The Roman fort 342m SSW of Beckfoot Farm is preserved as a cropmark with excavation and analysis of aerial photographs indicating the site to have extensive and well-preserved remains of the fortifications and its numerous internal structures. The monument lies within the Hadrian’s Wall World Heritage Site and is part of a network of Roman mileforts and turrets along the Cumbrian coast. Accordingly, the fort is part of a group of monuments of clear national importance and as a group they give clear insight into the Roman military occupation of Britain.
This record was the subject of a minor enhancement on 23 March 2016. This record has been generated from an "old county number" (OCN) scheduling record. These are monuments that were not reviewed under the Monuments Protection Programme and are some of our oldest designation records.
The monument includes the remains of a fort of Roman date, situated on the Cumbrian coast. The fort, also known as Bibra or Beckfoot Roman Fort, measures approximately 123m east-west by 84m north-south and has an internal area of about 1.1ha. The fort is preserved as a cropmark with analysis of aerial photography revealing clear details of building outlines and with partial excavation indicating extensive survival of building and defensive wall foundations.
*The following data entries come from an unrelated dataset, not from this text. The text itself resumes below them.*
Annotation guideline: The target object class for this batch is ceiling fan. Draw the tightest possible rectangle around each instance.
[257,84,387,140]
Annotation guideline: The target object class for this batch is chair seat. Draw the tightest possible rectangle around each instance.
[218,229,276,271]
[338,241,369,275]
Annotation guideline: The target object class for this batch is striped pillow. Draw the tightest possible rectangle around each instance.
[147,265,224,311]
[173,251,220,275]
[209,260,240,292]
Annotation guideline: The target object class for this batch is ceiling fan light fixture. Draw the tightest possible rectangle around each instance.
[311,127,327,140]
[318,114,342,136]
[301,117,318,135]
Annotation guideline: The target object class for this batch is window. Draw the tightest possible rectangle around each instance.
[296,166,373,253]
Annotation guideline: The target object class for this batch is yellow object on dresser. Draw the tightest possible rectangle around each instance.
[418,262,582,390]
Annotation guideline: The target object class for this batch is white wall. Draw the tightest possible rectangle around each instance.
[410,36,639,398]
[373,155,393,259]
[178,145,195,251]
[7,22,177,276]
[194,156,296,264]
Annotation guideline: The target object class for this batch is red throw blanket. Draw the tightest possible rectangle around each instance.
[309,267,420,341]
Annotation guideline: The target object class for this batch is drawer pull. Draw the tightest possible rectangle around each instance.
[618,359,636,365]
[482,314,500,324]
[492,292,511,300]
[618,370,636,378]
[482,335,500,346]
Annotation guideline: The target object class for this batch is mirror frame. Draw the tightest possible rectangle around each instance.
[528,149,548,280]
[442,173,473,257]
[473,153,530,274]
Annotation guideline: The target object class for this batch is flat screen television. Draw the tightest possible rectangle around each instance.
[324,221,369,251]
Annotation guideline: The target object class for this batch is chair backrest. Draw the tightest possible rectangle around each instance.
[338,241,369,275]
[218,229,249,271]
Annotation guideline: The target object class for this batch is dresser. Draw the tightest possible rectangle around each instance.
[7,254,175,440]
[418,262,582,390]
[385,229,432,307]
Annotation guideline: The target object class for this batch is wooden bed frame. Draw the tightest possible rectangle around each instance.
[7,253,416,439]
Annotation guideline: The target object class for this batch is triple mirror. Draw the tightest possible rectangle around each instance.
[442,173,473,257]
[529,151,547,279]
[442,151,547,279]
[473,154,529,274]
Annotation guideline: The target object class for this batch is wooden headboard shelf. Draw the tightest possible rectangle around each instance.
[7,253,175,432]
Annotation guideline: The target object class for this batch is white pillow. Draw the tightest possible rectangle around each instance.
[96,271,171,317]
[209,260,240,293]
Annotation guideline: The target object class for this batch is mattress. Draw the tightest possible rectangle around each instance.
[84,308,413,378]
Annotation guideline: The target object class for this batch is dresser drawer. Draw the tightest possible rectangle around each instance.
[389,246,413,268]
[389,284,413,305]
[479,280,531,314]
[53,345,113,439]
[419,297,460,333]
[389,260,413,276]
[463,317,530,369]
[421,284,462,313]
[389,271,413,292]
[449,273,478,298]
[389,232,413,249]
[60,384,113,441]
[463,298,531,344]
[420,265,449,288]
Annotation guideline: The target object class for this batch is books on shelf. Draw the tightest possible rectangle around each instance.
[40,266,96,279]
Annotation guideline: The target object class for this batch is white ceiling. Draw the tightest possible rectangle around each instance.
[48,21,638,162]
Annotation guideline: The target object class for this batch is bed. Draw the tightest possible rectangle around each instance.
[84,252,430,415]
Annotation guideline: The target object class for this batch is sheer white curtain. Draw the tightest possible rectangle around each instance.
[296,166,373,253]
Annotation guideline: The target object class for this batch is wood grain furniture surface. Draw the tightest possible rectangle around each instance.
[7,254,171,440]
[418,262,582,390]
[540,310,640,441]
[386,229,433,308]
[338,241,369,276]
This work has shown the fort to be surrounded by the foundations of a thick defensive wall with interval towers, angle turrets at each corner and with at least four external ditches. The outer wall contains entrances with guard chambers on the north, south and east sides with an additional entrance on the west side. Within the interior are the footings of a number buildings understood to include a headquarters, commandant’s house, a hospital, six centurial barracks, workshops and a number of other buildings. A number of roads can also be identified on aerial photographs leading from the fort to the exterior where they continue outside of the scheduled area. Excavated artefacts indicate the fort to have been occupied between the second to fourth centuries AD.
Further archaeological remains survive in the vicinity of the monument but have not been included as they have not been assessed. The monument lies within the Hadrian’s Wall World Heritage Site.